An energy-jobs bill passed during Friday’s special session authorized lower electrical rates for iron mines and other big energy guzzlers. They’ll pay less, leaving us little-guy residential and commercial power users to pay more to make up for it.
While this fact probably won’t help ease the pain of opening your Minnesota Power bill in the near future, for years, the utility said, the guzzlers have been paying more and the rest of us have been enjoying more-affordable rates as a result. We’ve had it good for some time. When Minnesota Power last raised rates in 2011, for example, state regulators approved a 4 percent increase for residential customers and a 16 percent increase for mines and other large industrial customers, as the Star Tribune reported Friday.
So the legislation approved Friday simply allows Minnesota Power to set rates more in line with actual energy use — for both big and small customers, said Pat Mullen, Minnesota Power’s vice president of marketing and communications.
“We have some of the lowest (electrical) rates (for residential customers) in the nation. We have for years. But that’s partly because (those rates have) been subsidized (by big industries),” Mullen said in an interview Monday with the News Tribune Opinion page.
“A lot of people don’t probably understand that the residential customers have benefited from our large-power customers for many, many years. … It’s really just trying to get (big industries) to where they could be or should have been all along.”

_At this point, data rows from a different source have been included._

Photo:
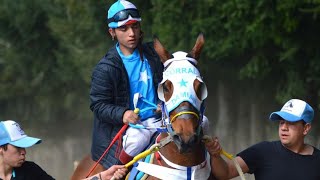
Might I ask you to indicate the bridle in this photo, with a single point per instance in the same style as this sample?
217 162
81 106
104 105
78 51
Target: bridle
181 70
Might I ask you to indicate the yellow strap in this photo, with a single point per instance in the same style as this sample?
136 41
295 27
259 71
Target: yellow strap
181 113
144 154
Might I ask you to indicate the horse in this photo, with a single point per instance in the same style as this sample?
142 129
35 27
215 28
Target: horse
182 92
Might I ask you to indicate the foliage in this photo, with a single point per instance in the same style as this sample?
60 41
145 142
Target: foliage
259 39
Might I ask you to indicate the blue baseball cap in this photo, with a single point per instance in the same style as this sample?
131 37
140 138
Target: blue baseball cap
294 110
11 133
124 9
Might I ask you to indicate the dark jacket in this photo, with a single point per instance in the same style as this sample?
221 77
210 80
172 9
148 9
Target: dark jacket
30 171
109 97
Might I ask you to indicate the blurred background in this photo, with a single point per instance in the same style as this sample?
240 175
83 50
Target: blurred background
258 54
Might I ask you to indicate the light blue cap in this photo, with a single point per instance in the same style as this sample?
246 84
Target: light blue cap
119 6
294 110
11 133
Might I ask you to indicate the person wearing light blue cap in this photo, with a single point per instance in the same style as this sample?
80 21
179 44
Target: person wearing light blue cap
128 68
13 144
287 158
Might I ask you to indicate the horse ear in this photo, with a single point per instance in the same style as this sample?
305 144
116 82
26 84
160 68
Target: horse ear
162 52
196 50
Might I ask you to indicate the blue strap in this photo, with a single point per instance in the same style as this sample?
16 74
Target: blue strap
134 171
189 173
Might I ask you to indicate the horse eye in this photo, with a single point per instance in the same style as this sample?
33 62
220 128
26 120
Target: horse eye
165 88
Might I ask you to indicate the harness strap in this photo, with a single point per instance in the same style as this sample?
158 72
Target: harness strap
181 113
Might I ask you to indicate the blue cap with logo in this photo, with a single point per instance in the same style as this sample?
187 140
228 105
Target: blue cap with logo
294 110
11 133
121 13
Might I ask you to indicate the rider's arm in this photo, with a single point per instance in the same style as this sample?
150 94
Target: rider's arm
226 169
115 171
223 169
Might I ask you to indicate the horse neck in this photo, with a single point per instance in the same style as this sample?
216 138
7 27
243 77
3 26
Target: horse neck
193 158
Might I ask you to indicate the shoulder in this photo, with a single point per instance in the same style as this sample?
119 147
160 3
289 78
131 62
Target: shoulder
109 61
31 170
148 48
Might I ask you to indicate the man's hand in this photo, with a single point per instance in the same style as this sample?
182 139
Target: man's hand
130 117
115 172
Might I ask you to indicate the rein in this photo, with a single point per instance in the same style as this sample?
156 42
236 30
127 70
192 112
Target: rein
124 127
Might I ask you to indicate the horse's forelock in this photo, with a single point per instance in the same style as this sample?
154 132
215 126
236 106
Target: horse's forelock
196 50
161 51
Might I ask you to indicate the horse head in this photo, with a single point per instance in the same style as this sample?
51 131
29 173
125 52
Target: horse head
182 91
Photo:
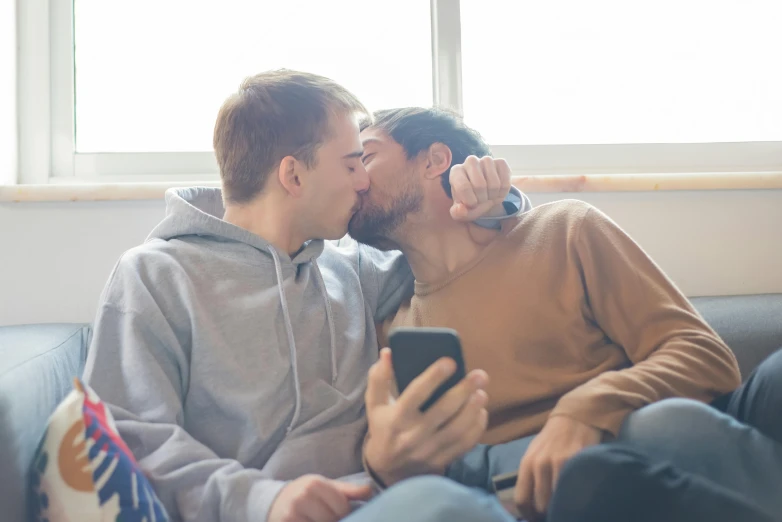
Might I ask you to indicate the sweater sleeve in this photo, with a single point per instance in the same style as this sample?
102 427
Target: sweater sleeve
673 352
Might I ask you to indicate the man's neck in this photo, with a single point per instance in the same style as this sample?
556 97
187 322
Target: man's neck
436 251
269 218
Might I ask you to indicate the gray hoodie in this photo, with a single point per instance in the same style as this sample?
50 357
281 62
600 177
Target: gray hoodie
231 367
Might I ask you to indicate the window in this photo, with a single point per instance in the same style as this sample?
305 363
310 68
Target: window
151 75
129 90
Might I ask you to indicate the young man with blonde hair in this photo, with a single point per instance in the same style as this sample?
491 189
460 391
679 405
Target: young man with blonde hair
233 345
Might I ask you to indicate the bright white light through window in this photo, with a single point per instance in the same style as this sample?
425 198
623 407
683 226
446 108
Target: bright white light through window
151 74
618 71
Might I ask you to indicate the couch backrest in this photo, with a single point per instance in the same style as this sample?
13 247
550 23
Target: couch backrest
38 363
37 366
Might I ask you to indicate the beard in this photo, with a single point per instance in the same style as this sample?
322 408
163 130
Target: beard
375 225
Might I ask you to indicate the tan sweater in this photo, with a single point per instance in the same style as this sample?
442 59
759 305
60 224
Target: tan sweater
570 317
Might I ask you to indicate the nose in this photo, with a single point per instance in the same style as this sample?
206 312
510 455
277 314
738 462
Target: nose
361 179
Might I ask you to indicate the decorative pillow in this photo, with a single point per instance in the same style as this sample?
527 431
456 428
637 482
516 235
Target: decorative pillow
84 472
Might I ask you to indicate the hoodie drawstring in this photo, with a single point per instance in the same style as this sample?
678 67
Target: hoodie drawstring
291 341
330 320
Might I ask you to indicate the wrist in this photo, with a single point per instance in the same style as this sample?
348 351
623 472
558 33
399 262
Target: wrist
379 481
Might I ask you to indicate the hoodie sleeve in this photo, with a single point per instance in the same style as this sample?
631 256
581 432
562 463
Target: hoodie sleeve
138 364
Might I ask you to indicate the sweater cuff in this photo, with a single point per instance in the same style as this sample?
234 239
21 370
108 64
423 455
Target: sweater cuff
262 495
609 422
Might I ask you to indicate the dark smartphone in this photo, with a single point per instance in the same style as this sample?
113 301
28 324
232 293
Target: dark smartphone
413 350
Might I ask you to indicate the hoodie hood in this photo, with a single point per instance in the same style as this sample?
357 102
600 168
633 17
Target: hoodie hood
198 211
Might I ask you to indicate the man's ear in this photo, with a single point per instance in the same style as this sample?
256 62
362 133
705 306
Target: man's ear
289 175
438 160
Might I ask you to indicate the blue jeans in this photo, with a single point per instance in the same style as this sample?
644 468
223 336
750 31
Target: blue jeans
681 460
676 460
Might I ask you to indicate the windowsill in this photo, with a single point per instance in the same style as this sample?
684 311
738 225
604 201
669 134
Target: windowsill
528 184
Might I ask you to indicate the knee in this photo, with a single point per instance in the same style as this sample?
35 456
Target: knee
767 378
672 422
608 482
435 498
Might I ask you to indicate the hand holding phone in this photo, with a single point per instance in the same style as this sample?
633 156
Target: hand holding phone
405 441
413 350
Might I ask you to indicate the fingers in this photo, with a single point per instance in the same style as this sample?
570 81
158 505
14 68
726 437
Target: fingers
380 381
313 506
492 178
463 432
474 168
355 491
455 399
423 386
332 499
504 173
474 213
461 186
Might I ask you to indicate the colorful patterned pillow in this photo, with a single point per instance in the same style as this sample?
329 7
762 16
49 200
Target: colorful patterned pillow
84 472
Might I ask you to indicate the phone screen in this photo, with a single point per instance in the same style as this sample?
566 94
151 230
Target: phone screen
413 350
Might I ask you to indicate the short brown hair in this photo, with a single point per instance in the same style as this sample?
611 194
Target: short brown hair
417 128
274 114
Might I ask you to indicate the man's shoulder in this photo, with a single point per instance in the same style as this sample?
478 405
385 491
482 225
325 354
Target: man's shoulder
154 253
349 252
565 214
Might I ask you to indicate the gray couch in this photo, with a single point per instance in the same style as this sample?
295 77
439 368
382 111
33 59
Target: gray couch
38 363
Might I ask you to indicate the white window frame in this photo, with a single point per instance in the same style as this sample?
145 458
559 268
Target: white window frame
46 116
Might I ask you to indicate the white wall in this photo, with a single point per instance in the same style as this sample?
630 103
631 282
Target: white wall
55 257
7 91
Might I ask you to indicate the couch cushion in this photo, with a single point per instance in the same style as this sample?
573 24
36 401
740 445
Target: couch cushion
750 324
37 367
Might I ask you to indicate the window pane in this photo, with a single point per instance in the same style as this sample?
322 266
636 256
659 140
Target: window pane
614 71
151 74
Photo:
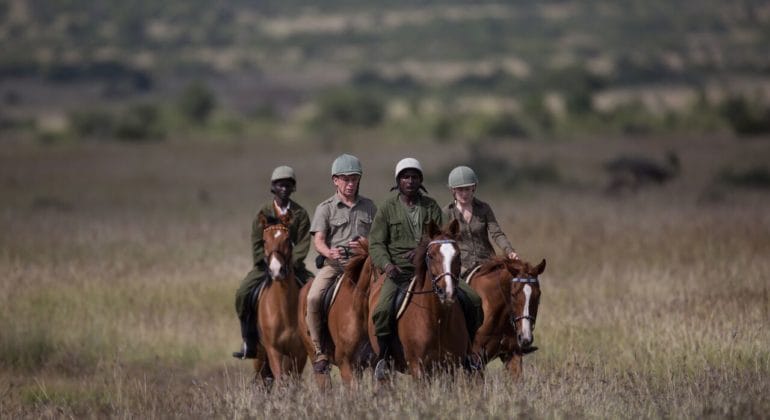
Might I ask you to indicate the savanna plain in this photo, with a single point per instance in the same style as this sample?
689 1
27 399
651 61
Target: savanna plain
118 266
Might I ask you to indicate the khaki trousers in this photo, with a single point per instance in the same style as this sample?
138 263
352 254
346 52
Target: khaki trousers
323 280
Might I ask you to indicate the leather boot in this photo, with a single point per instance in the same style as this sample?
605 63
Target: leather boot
250 336
382 368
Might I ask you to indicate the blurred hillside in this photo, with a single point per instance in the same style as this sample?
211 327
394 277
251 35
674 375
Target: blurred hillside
443 70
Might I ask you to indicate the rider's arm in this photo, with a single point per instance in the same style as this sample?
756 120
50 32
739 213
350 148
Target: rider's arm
379 238
257 242
497 234
302 247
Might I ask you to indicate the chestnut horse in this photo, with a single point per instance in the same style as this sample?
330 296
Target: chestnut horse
280 352
510 295
348 347
432 328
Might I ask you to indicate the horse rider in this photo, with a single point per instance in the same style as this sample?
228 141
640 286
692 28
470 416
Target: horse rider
338 223
396 232
477 221
282 184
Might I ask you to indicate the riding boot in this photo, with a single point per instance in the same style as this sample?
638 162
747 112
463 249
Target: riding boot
382 369
469 313
250 336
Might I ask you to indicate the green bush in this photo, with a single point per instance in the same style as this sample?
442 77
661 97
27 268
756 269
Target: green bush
746 117
197 102
92 123
139 122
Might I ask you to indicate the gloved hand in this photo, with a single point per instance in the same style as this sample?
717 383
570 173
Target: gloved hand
393 271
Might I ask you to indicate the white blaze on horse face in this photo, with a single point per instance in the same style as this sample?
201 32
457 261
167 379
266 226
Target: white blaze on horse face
526 324
448 251
275 266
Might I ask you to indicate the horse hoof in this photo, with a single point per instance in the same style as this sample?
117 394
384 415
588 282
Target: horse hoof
321 366
381 370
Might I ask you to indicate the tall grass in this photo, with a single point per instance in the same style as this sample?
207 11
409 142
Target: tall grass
119 304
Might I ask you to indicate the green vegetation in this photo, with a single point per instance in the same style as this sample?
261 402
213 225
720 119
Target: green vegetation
545 70
116 282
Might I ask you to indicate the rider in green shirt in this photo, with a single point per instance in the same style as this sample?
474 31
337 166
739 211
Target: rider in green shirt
283 184
396 232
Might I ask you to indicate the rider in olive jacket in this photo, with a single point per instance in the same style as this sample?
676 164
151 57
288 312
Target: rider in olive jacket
396 231
283 184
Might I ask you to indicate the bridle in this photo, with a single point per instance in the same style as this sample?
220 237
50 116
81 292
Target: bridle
522 280
272 228
439 291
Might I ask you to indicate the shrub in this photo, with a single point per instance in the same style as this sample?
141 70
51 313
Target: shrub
197 102
746 117
139 122
92 123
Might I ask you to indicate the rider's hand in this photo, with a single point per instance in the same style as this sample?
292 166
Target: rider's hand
335 253
392 270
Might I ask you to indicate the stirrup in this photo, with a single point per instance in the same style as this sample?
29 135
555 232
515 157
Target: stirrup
475 363
246 352
321 363
382 370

Lower rates can help the mines and as many as 19 other large power users weather difficult economic times. But at what cost to the rest of Minnesota Power’s 143,000 customers? It’s not known yet how much more residential and commercial customers will pay as a result of the legislation. When pressed, Mullen suggested a 5 percent to 10 percent increase was possible. But that’s just “ballparking” and a “wild guess,” he said. Any rate increase will require the approval of the Minnesota Public Utilities Commission and would follow a public process.